I have the acceleration to be in the direction of m2, because that's the heavier block. So, the m2g - T1 = m2a. Solving for T1 that leads to m2g - m2a = T1. On the other side of the pulley we have T2 - m1g = m1a. Solving for T2, we get T2 = m1a + m1g. Now the pulley, T2(radius) - T1(radius) = τ. We know that τ = Iα, and α = a/r.

Now, (m1a +m1g)(r) - (m2g -m2a)(r) = 5(a/r)

How do I solve this in terms of g?

Which mass is m1 and which is m2? tension produce by m1 is t1? Then write equation accordingly

 

[Kennedy]

Which mass is m1 and which is m2? tension produce by m1 is t1? Then write equation accordingly

The tension in the string attached to m1 is T1, and the tension in the string attached to m2 is T2.

 

[Kennedy]

The tension in the string attached to m1 is T1, and the tension in the string attached to m2 is T2.

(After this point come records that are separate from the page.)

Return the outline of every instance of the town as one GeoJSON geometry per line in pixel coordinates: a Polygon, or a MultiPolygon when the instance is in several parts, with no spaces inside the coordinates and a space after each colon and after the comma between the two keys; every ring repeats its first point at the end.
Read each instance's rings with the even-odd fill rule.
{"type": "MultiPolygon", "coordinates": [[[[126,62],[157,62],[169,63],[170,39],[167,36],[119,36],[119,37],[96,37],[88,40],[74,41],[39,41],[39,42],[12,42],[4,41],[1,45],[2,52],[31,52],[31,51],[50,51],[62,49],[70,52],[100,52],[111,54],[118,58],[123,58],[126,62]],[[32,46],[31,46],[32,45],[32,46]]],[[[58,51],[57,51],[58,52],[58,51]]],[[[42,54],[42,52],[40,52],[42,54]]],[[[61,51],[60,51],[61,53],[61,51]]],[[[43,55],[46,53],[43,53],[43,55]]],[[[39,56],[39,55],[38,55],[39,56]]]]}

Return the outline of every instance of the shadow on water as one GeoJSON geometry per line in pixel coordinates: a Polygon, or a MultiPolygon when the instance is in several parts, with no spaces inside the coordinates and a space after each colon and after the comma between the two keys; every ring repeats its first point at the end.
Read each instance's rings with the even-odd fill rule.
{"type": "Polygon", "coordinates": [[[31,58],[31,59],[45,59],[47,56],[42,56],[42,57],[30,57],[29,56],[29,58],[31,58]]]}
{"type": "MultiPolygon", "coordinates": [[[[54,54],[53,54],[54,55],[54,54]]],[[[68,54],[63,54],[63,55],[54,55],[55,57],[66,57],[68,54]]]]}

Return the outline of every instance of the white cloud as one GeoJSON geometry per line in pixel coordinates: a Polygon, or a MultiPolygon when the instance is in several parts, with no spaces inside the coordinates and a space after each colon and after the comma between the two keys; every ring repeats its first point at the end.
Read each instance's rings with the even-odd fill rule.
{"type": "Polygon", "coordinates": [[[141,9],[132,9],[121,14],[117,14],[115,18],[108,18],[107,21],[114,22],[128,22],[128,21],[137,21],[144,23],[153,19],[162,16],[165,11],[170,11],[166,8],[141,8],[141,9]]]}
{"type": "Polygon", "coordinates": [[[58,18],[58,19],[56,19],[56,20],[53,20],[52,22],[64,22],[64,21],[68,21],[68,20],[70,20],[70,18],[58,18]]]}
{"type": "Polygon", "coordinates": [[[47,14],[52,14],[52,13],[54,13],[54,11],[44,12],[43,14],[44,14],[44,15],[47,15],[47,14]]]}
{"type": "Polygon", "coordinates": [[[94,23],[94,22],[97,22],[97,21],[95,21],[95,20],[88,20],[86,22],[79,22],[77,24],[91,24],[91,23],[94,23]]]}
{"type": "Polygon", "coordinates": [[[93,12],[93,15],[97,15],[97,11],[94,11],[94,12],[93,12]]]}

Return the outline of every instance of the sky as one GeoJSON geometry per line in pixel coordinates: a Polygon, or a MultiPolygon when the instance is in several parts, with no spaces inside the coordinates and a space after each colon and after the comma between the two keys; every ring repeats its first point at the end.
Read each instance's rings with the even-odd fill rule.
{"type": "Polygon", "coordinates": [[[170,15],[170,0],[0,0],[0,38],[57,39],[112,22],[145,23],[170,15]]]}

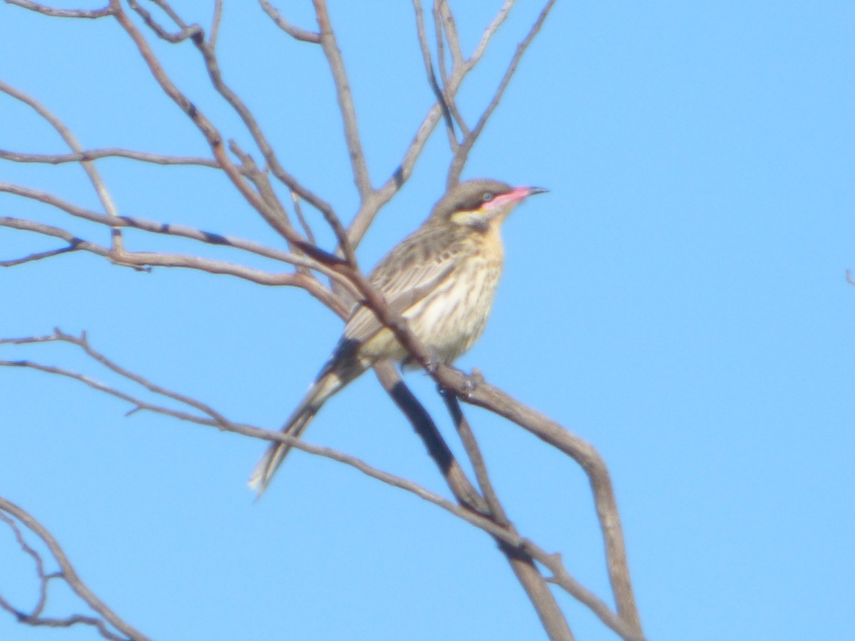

m1 is the 1 kg mass, and m2 is the 2 kg mass

 

[Abhishek kumar]

The tension in the string attached to m1 is T1, and the tension in the string attached to m2 is T2.

The tension in the string attached to m1 is T1, and the tension in the string attached to m2 is T2.

m1 is the 1 kg mass, and m2 is the 2 kg mass

Ok then t1-m1g=m1a(say equation 1)
m2g-t2=m2a(say equation 2)
and for rotational motion
t2-t1=Ia/r^2(say equation 3)
Then put the value t1 and t2 from equation 1and 2 in equation 3 you will get the acceleration

 

[haruspex]

, (m1a +m1g)(r) - (m2g -m2a)(r) = 5(a/r)

How do I solve this in terms of g

I do not see any difficulty. Just collect all the a terms on one side and all the g terms on the other. You have the values for r amd the masses.